I'm also not sure a bridge would encourage a lot of sprawl beyond Dartmouth—once you're east of Dartmouth, it doesn't really matter which harbour crossing you take, in terms of time spent driving to the bridge. It might boost land values or encourage intensification in Eastern Passage and Cole Harbour, but that's probably a good thing. These are already well within the built-up urban area, and in fact, given their proximity to the peninsula, are ideal candidates for suburban densification in decades to come, once we've infilled the peninsula more thoroughly.
I also think we can rely largely on changing residential preferences to boost populations in the core. (If you look at recent housing starts, they're heavily weighted to multi-unit buildings in the urban core. Single-family is way down.)

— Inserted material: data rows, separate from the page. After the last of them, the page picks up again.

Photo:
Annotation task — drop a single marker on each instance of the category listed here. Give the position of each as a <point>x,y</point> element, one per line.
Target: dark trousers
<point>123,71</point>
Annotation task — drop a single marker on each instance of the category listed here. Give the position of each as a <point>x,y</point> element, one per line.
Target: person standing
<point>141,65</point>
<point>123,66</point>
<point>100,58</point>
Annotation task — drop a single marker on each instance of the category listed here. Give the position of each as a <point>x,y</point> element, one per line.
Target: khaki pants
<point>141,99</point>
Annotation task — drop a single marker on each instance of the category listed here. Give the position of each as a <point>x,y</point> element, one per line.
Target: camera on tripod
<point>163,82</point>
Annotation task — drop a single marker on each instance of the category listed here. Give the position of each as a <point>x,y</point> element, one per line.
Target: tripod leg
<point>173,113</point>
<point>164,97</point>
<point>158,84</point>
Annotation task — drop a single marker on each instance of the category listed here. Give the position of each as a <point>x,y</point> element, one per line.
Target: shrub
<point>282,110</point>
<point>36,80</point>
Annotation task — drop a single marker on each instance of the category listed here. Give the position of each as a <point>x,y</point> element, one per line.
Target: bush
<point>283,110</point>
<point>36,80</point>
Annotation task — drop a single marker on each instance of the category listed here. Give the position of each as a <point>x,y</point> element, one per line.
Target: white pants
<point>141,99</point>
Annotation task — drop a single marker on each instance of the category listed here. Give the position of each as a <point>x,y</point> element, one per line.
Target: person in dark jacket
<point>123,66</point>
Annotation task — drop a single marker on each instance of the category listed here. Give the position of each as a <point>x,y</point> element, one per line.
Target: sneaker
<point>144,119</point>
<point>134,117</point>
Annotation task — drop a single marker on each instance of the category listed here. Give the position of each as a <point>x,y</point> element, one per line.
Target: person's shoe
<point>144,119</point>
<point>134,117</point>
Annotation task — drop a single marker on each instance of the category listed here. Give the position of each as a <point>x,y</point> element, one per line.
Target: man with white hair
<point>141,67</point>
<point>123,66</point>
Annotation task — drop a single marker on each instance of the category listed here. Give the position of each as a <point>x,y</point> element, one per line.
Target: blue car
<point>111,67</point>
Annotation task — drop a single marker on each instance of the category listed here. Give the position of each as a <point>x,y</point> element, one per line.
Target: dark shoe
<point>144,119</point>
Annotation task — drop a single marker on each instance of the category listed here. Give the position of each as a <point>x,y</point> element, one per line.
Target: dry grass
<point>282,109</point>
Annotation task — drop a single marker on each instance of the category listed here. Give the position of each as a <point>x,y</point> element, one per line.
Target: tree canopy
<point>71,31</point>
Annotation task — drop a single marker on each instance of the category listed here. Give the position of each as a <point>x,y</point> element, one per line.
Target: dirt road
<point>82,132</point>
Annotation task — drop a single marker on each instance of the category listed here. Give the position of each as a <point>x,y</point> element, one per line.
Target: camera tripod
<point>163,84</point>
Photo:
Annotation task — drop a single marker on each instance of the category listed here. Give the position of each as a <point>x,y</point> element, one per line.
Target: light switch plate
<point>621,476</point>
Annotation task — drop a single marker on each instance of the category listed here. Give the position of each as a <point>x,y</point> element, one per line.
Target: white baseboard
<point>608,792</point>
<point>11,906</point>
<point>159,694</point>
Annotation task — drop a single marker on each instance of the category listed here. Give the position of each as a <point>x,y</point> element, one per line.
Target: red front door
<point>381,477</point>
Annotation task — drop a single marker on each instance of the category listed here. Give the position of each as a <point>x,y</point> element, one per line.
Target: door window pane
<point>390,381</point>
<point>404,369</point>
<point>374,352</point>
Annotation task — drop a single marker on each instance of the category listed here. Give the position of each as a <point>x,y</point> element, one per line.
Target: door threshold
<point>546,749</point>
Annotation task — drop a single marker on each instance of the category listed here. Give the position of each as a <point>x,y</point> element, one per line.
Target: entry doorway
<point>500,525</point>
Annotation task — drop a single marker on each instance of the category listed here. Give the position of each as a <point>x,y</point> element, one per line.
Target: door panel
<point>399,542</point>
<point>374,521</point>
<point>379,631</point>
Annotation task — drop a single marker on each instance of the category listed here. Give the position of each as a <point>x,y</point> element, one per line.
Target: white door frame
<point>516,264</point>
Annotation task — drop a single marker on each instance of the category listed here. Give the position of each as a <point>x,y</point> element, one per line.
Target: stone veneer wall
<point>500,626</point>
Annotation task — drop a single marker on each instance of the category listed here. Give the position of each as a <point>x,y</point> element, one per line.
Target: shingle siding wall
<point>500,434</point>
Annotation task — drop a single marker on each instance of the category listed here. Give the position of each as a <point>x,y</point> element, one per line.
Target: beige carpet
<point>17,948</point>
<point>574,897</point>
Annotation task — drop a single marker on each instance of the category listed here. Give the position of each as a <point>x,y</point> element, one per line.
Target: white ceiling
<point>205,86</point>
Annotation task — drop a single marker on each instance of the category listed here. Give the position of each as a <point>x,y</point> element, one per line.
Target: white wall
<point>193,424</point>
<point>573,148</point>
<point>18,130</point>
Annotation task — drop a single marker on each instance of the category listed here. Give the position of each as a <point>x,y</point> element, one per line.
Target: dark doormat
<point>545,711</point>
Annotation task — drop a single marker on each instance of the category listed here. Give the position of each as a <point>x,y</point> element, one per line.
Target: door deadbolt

In any case, it's definitely a losing battle to try and trick people into living downtown by depriving the city of important long-term infrastructure. I do understand the concerns about sprawl, and they're the same concerns I have about rapid transit: If we make it easy to scoot around the city via LRT on a ROW, I think we can expect a lot of people to decide they want to live at the end of the line. Does that mean we shouldn't build a rapid-transit system? Of course not.
There's a long history of such expansion facilitating sprawl—in the 19th and early 20th century, cities from Vancouver to Toronto to Halifax were building streetcar lines into the countryside to encourage growth. Should we do that? Definitely not, but building a bridge from the centre of the city to an adjacent and populated commuter suburb is not the same thing.
It'd be much easier of we could just implement a Portland-style growth boundary and be done with it.